Self-service for end users is one of the automated functions that distinguishes a private cloud from just another data center server cluster.
System Center already includes general purpose virtual machine management through its Virtual Machine Manager application. But being added to the suite are three new applications: Service Manager, App Controller, and Orchestrator. Their addition brings the total number of System Center applications, now referred to as "components," to eight. The suite was first launched in 2000 with Operations Manager.
[ What should be on Microsoft's to-do list this year? See 5 Moves Microsoft Must Make In 2012. ]
In daylong briefings at Microsoft's Redmond, Wash., campus last week, Microsoft executives explained how they had to expand their concept of System Center to include business "application owners" as well as IT managers in version 2012. In the past, System Center has strictly been for Windows Server administrators and data center managers. Microsoft added a second console after "spending a lot of time understanding the personas in an IT organization," explained Brad Anderson, the corporate VP who supervises System Center development, in an interview at his Redmond office Jan. 12.

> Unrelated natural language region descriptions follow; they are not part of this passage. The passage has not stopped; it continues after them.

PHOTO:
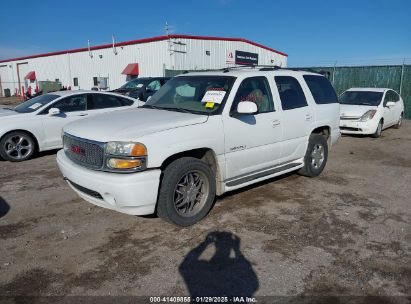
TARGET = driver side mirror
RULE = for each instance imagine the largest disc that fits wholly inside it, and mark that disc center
(247, 107)
(54, 111)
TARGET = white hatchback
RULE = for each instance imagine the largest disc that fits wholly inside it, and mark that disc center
(36, 124)
(368, 111)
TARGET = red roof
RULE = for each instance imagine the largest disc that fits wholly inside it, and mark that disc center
(31, 76)
(146, 40)
(131, 69)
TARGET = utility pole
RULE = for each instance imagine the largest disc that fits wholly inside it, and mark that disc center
(335, 63)
(402, 75)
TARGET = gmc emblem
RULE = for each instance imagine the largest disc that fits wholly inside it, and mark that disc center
(78, 150)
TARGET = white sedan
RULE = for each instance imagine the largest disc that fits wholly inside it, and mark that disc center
(368, 111)
(36, 124)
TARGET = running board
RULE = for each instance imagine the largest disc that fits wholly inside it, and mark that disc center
(248, 178)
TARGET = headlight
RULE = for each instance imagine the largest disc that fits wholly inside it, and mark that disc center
(126, 149)
(126, 156)
(368, 115)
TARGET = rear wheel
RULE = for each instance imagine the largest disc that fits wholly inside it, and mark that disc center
(378, 131)
(399, 123)
(187, 191)
(17, 146)
(315, 157)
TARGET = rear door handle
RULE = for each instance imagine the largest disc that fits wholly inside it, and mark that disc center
(276, 123)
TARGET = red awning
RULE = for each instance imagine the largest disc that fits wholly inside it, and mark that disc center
(131, 69)
(31, 76)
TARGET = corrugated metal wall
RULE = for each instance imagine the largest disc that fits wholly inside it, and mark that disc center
(390, 76)
(153, 58)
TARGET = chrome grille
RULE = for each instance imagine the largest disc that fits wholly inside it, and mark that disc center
(84, 152)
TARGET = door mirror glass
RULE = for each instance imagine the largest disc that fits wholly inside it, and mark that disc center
(247, 107)
(54, 111)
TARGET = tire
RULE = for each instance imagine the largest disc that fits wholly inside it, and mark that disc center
(378, 131)
(316, 156)
(399, 123)
(187, 192)
(17, 146)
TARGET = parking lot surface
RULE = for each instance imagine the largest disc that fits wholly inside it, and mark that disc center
(346, 232)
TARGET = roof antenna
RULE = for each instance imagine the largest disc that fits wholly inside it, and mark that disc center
(167, 29)
(89, 50)
(114, 46)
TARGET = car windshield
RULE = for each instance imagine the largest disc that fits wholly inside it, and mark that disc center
(35, 103)
(133, 84)
(193, 94)
(366, 98)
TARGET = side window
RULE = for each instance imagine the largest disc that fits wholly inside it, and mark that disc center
(71, 104)
(395, 96)
(390, 96)
(321, 89)
(257, 90)
(125, 101)
(103, 101)
(291, 93)
(154, 86)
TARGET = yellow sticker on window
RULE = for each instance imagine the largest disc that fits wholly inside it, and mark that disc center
(210, 105)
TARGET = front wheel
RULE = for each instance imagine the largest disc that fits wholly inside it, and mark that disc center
(187, 191)
(315, 157)
(17, 146)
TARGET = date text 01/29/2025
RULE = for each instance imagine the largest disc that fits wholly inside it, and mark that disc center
(239, 299)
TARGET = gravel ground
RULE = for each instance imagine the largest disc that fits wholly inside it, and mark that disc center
(345, 233)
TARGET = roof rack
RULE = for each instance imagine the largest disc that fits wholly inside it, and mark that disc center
(254, 66)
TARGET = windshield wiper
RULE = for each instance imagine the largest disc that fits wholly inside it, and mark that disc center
(151, 107)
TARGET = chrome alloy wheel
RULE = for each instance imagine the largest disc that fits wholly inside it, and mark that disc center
(191, 193)
(18, 146)
(317, 156)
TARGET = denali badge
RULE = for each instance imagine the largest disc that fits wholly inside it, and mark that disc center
(78, 150)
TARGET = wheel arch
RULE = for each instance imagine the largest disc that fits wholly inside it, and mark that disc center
(324, 131)
(36, 142)
(205, 154)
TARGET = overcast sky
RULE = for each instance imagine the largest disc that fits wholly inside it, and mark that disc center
(311, 32)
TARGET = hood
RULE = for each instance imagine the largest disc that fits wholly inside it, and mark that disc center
(128, 125)
(354, 110)
(6, 112)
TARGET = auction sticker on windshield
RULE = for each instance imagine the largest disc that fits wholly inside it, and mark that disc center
(35, 106)
(213, 96)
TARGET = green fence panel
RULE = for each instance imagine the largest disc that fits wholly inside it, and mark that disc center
(406, 90)
(344, 78)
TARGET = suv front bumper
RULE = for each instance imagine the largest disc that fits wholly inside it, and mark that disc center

The 2012 version offers a data center administrator's console, labeled the "provider" management console, and a second, business application owner's console, dubbed "consumer." A business application's performance can be monitored and tracked through the consumer console.
Said Anderson: "The service consumer is the application owner. Owners are all about agility, all about getting it done and done fast. They will go around [the] data center administrator if [they] can't get it done," turning to an outside infrastructure-as-a-service provider.
The formal announcement of System Center 2012 came Tuesday, as Anderson and Satya Nadella, president of the Server & Tools business unit, held a webcast introducing the new features.